Transmission Small- and Wide-Angle X-Ray Scattering (SAXS and WAXS) methods were used for nanoscale analyses of the prepared samples. The compact conformations of rhodopsin nanodomains in the structure of the native retina and the Rod Outer Segments (ROS) isolated from retina were elucidated. The related scattering data were used to reveal nanoscale morphologies and internal structures of the rhodopsin nanodomains. Nanostructure of rhodopsin within the intact retina was also directly identified to compare the rhodopsin structure in isolated ROS. Direct measurement of the retina reveals similar hierarchical structure defined by paracrystalline arrays suggesting that nanostructural features of rhodopsin domains.
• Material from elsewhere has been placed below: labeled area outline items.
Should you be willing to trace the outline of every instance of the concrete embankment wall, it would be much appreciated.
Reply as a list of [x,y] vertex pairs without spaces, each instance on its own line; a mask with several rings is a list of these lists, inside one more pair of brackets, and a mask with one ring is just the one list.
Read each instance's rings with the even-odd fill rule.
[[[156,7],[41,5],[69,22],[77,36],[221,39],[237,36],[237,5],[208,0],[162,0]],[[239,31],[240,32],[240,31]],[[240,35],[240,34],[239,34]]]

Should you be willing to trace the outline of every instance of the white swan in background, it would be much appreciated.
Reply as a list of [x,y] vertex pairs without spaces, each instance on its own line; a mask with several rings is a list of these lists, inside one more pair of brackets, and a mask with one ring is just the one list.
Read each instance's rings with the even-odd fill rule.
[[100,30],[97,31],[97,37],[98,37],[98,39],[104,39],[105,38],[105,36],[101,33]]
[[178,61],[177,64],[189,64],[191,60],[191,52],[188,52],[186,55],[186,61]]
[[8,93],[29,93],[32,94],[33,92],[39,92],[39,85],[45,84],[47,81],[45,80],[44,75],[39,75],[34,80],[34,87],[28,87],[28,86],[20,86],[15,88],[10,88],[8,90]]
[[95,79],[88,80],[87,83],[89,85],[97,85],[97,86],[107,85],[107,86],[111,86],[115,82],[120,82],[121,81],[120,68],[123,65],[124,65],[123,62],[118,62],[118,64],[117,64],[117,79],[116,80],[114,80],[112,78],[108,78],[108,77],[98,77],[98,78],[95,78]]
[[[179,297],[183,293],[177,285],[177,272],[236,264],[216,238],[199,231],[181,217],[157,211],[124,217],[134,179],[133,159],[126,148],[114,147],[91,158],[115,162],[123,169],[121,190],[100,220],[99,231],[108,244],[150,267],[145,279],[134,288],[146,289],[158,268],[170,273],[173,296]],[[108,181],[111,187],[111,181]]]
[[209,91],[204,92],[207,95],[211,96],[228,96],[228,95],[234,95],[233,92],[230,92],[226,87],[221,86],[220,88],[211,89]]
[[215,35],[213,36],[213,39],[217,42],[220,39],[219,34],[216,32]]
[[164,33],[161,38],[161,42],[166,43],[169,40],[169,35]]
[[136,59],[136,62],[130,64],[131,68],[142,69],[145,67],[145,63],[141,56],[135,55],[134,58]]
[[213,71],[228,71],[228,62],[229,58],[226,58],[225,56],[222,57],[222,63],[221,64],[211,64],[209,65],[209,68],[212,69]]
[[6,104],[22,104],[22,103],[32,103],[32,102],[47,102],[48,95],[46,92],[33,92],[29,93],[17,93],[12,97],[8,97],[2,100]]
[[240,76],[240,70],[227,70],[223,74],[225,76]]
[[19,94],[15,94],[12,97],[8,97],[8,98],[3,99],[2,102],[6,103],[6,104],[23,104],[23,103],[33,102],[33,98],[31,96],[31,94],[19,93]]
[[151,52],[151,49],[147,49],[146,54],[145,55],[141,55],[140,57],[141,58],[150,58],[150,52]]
The quantitative results indicate an inter-disk spacing of 30.00 nm and a bilayer thickness of 6.84 nm for the ROS membrane. 3D structure of the rhodopsin was also characterized by ellipsoidal globules including sizes of the main axes and electron densities. The results showed that SAXSWAXS analyses are effective in monitoring the nanoscale bioactivation of rhodopsin in retina and the flexible cylinder model is in good coherence with the alpha-helical transmembrane domains of rhodopsin.